10:19 -- Deep dive into their article "Four key takeaways from the 2022 proxy season."

10:58 -- On E&S Shareholder Proposals. "While there were more proposals in these categories, support for them became more targeted."

14:34  -- Focus on climate risk/energy transition, DEI and corporate political responsibility. 

17:07 -- On boardroom diversity trends (including legal challenges to SB-826 and AB-979 in California and the Nasdaq Diversity Rules). "Today, 1/4 of the Fortune 100 directors is racially diverse and 1/3 is gender diverse; 61% of SP 1500 companies have 3 or more women on boards (up from 28% in 2018, that's a 30 point increase in three years)." "We have seen tremendous progress on all aspects of board diversity."
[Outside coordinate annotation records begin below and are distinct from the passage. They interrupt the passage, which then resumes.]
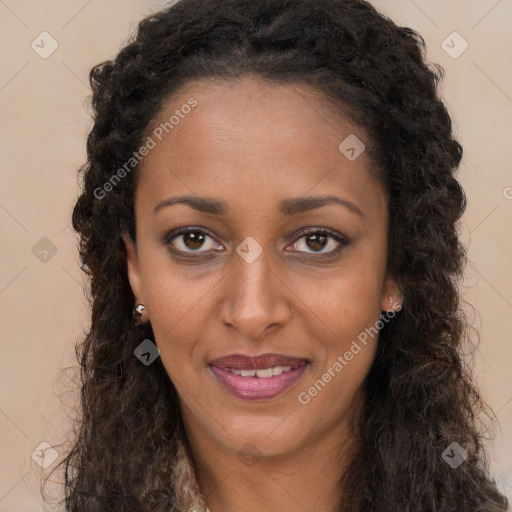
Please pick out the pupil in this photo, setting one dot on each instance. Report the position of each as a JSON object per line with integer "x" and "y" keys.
{"x": 194, "y": 240}
{"x": 318, "y": 242}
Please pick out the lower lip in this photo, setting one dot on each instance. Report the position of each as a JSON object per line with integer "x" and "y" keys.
{"x": 254, "y": 388}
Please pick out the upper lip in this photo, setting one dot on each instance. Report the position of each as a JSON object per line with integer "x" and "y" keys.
{"x": 243, "y": 362}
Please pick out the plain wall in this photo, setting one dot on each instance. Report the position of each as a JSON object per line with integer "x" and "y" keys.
{"x": 44, "y": 124}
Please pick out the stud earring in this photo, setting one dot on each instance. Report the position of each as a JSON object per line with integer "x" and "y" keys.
{"x": 139, "y": 308}
{"x": 396, "y": 305}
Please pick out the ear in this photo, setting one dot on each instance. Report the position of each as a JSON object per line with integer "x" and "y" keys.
{"x": 392, "y": 296}
{"x": 132, "y": 264}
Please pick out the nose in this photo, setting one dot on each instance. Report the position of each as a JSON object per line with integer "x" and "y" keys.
{"x": 256, "y": 298}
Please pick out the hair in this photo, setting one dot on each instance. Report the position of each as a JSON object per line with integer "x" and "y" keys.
{"x": 131, "y": 451}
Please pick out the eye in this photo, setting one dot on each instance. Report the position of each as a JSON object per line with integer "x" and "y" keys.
{"x": 320, "y": 241}
{"x": 190, "y": 240}
{"x": 199, "y": 240}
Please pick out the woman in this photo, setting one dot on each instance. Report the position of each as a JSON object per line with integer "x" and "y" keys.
{"x": 268, "y": 219}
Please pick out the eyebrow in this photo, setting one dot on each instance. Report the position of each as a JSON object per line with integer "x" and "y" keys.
{"x": 286, "y": 207}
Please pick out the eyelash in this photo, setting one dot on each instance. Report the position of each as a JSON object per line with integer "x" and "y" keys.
{"x": 342, "y": 241}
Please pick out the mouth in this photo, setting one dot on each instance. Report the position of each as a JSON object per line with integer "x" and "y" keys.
{"x": 260, "y": 377}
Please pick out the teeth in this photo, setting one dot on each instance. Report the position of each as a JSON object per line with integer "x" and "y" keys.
{"x": 262, "y": 374}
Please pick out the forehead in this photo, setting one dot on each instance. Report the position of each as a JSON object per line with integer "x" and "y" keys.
{"x": 247, "y": 138}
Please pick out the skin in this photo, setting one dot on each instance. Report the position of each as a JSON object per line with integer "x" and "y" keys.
{"x": 252, "y": 144}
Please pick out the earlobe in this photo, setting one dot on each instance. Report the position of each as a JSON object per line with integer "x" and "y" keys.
{"x": 133, "y": 270}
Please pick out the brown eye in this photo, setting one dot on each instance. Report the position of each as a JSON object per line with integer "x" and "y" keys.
{"x": 319, "y": 241}
{"x": 190, "y": 240}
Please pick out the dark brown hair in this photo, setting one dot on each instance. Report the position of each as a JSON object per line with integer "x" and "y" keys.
{"x": 130, "y": 450}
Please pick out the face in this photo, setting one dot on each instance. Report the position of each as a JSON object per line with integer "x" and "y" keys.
{"x": 252, "y": 272}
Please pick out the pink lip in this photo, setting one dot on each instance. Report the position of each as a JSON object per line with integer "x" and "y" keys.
{"x": 256, "y": 388}
{"x": 243, "y": 362}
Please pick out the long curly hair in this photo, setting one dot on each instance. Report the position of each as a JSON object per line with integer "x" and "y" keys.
{"x": 130, "y": 452}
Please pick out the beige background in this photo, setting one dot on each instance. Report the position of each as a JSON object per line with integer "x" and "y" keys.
{"x": 44, "y": 123}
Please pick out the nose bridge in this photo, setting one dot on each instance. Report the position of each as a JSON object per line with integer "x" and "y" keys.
{"x": 254, "y": 297}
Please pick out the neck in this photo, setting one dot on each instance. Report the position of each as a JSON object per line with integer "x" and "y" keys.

19:37 -- Support for directors remained stable despite signals that opposition would increase, with average votes against S&P 500 directors inching up to 4.2% compared with 3.9% over the same time period in 2021. "This year average voting opposition for nominating and governance chairs at S&P 500 companies was 8.2%, up from 4.6% in 2017. Similarly, average voting opposition for compensation committee chairs at S&P 500 companies was 7.3%, up from 3.8% over the same period. In addition, opposition to independent board leaders (i.e., independent chair, lead or presiding director) rose to 7.0% from 4.3%." 

"The stakes for directors are really going up, and that's including around ESG matters." "Overall trends we think are pointing to director votes as a lever of change that investors may be more inclined to use going forward to express their views and accelerate their stewardship goals." 

23:28 -- On investor pressure and pending SEC regulations (on climate change). "All of this is a wake-up call for directors."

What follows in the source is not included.